? is bags or t-bags slang for scrotum?
jesus mom
Doug is wearing your sports bra fyi
remember that time i ran away from the bar and passed out in a street cot?
neither do i
she's like the human form of herpes, as soon as you think she's gone for good you have another out break.
Actually, all he talks about is how great the sex is with her and how crappy you were at it. Stop being a bitch and gossiping masking it as self-righteousness.

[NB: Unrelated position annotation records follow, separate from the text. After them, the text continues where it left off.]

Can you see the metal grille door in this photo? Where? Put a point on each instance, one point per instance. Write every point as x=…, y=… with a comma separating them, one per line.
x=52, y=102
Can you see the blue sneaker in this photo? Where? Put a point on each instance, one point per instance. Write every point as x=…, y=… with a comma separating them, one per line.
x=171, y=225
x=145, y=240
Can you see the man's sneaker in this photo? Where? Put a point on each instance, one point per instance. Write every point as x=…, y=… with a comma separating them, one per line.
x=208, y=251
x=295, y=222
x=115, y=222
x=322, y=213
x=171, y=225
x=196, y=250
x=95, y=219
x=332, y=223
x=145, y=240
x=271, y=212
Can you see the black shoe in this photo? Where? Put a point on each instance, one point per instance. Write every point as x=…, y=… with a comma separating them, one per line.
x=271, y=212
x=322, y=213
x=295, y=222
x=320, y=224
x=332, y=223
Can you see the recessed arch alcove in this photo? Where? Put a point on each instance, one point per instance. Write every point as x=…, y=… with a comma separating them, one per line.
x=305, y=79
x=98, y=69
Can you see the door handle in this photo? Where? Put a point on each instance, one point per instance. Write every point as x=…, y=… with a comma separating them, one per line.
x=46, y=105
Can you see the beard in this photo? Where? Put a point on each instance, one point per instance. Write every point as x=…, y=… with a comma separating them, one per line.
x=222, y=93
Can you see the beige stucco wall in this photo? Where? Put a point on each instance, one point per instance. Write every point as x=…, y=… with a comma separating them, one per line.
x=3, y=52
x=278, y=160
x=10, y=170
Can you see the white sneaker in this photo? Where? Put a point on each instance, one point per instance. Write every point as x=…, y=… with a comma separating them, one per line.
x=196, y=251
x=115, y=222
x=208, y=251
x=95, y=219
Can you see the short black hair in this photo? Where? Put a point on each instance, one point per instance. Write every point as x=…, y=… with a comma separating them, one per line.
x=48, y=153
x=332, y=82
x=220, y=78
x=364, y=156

Matt just took me to visit my puke stain from 2 weeks ago at the train station...I'm fucking impressive
Hey couldn't find water bottle to put margs in whole bottle in purse gonna stop and get cups and ice from starbucks and burrito from una mas want a quesadilla
Post a pic on facebook and see if those same 46 girls find shitting in the bed handsome and adorable
I have a gyno appt today. I hate it when the Army gets involved with my vagina.
I'm getting kicked out of the place we're at. They don't like ketchup on their walls..
my roommate had drunk sex above me in our bunk bed and then built me a fort to apologize the next day
i just cleaned my bong... I do not feel healthy
Just bought 2 liters of wine and frozen waffles for dinner. Is this 30?
honestly, fuck you guys. i'm gonna get drunk by myself
then he said the sex was mediocre and that it was because of me. and that we could try again tomorrow.
it was 100% mediocre because of him, and we will 100% not be trying again tomorrow.